[API Keys] Last used

[roncohen]

One of the advantages of API Keys to manage access control is that they are cheap to create and maintain, so you often end up creating several of them.

To aid in manage them, it's very useful to know when an API Key was last used.

Other systems have this kind of feature and it proves indispensable in maintaining tight access control and good API Key hygiene. Without last used, retiring an API Key can be problematic and users will often postpone doing it because they cannot determine the ramifications.

[jasontedor]

@roncohen What level of resolution would you think is appropriate here? For example, is hourly okay? Without this, we end up making an update on every access, which would become expensive.

[elasticmachine]

Pinging @elastic/es-security (:Security/Authentication)

[roncohen]

@jasontedor I think hourly as a start would be perfectly fine. Even daily, if that helps.

[bytebilly]

@roncohen there are a few questions that may help to better understand the use case and how this feature can contribute to Fleet.

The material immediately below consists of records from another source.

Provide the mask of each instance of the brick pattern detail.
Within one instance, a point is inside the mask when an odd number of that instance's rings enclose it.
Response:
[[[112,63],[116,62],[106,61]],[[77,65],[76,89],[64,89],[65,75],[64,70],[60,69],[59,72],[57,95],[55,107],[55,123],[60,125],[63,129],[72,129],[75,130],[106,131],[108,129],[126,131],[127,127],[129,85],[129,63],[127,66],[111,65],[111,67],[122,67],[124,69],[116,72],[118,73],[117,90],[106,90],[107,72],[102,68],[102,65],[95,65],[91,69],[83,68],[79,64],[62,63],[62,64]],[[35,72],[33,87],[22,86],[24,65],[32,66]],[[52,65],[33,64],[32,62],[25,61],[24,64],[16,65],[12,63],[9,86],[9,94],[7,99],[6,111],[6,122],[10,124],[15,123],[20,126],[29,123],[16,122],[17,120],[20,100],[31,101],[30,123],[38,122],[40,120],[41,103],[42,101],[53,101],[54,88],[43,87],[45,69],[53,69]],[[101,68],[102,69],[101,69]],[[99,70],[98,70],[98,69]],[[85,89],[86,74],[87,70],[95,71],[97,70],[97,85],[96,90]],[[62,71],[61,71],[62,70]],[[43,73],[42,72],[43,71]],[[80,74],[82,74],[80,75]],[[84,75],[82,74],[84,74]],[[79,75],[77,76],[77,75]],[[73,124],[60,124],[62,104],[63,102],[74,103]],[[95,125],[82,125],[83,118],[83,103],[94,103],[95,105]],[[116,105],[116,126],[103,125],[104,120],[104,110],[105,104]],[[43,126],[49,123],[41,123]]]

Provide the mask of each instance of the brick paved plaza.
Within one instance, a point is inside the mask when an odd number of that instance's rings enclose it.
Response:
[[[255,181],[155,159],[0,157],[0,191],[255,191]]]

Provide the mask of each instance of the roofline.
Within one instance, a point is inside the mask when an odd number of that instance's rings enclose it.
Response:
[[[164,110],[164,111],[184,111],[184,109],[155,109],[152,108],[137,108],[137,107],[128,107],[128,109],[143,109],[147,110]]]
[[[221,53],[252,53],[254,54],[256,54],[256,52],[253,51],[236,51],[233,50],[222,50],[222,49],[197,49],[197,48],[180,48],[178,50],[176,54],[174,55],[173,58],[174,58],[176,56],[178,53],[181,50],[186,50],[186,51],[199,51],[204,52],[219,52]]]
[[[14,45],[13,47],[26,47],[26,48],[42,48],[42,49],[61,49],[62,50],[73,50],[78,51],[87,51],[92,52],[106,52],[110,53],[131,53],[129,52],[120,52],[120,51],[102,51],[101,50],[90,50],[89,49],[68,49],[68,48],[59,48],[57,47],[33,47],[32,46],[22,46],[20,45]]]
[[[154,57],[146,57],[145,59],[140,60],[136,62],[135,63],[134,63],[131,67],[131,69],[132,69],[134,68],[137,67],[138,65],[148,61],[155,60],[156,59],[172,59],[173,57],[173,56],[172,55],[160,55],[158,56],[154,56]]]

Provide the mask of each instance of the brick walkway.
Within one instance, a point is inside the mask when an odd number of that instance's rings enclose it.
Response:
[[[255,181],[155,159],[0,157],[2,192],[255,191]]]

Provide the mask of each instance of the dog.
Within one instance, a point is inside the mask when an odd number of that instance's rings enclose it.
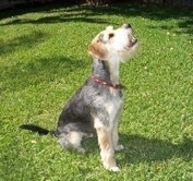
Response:
[[[82,140],[97,134],[102,165],[110,171],[119,171],[114,152],[123,149],[118,143],[118,118],[123,107],[119,68],[135,55],[137,47],[130,24],[117,29],[107,26],[92,40],[92,75],[64,106],[56,130],[60,145],[79,153],[85,153]]]

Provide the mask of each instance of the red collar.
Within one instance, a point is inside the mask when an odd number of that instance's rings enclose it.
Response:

Updating the timestamp on each request could have bad performance implications, and updating it on a timely basis (e.g. every 24h) sounds a bit strange to me. I see feasible that users are fine seeing (2 days ago, 4 months ago, etc), but I suspect the precision of the timestamp should be at least minutes, since it makes sense for the immediate. If I'm monitoring an active agent, I want to know if it connected a minute ago or 5 hours ago.

In general, which is a good interval to consider an API key "dismissed"? Since they can be used on endpoints, the uptime is very difficult to predict.

This is what I envision in the Fleet use case: users are looking at the dashboard where agents are listed, and they want to know if agents are still active or if they suffered major problems and so need maintenance (e.g. cannot connect). Is this the user problem that we want to solve?

In this case, I suppose that we want to track the management connection rather than the ingest connection. Or even better, track the Agent status since there should be no need for users to deal with API keys directly.

Does it make sense to you?

[graphaelli]

In APM, API Keys are used to verify agent access to APM Server capabilities - they are application keys with no Elasticsearch cluster or index privileges. In this case, users directly deal with API keys and would benefit from having last used information for various reasons, but primarily as a check on their key rotation processes, to provide confidence that a particular key can be disabled.

Updating the timestamp on each request could have bad performance implications, and updating it on a timely basis (e.g. every 24h) sounds a bit strange to me.

For APM, we're flexible on this. Github personal access tokens provide week granularity - a newly used one says Less than a week ago, I admit one of mine says Less than 11 months ago - I should probably disable it. Just a hunch for now, but I expect daily granularity would be plenty for the APM use case.

[roncohen]

@bytebilly This request isn't really related to Fleet.

In Fleet we are already keeping track of "last seen" etc. and because we have one API Key per agent to ingest data into Elasticsearch we can build a good user experience around managing Agents instead of API Keys.

This is a general feature that as a user I'd want to have in order to be able to better manage my API Keys. I think @graphaelli did a great job on explaining the use case for APM. Another example is if I as a user build a custom application, I'd want to use API Keys to connect to Elasticsearch. Here it would also be useful to be able to see which keys are still being used.

since it makes sense for the immediate

I don't know what you mean by this.

[bytebilly]

Thanks both for your feedback, as discussed in the meeting we are not considering this as a blocker for Fleet but we'll investigate more in the future.